I couldn’t have it test the program because it would need to load another LLM on a GPU that was already hosting an LLM, so I stopped the test without resolving runtime bugs. And I also didn’t ask it to refactor because it had already taken too long. It had already surpassed the other OSS ones so I stopped there. Here’s the pull request with the build fixes it made. Simple, not touching things it shouldn’t, doing what was asked.

So of the open source models, this was the best behavior I saw, comparable to what I’ve seen Claude Opus or GPT 5.2 doing. Considering those commercial models have trillions of parameters, running on the beefiest NVIDIA H200 servers, I consider this GLM, at just 30 billion parameters, running on a measly local 5090, to be doing impressively well.
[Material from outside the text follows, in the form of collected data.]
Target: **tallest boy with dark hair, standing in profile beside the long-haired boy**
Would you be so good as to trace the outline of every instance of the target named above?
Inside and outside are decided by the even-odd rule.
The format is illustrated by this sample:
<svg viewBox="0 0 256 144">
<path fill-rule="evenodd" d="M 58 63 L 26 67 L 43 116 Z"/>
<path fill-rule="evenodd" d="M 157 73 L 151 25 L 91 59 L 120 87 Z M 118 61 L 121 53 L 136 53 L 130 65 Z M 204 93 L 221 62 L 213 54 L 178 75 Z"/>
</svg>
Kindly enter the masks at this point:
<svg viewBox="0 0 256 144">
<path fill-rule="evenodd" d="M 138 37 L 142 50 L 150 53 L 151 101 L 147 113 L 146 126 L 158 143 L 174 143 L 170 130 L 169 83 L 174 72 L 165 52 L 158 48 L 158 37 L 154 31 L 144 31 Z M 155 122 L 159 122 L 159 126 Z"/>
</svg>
The trade-offs are clear: it’s orders of magnitude slower than Claude Opus. But a slow model that gets to the same result beats a fast one that goes into an infinite loop thinking it solved everything without having done anything, like Qwen3.

I think for challenges like mine — a giant prompt that needs a lot of context to solve — no open source model is good enough. But if I were starting a small project from scratch, with simple and short tasks, I imagine GLM 4.7 would handle it without any headaches, costing zero and preserving my privacy by running 100% locally and offline.

My recommendation: GLM 4.7 Flash is the best OSS model of early 2026.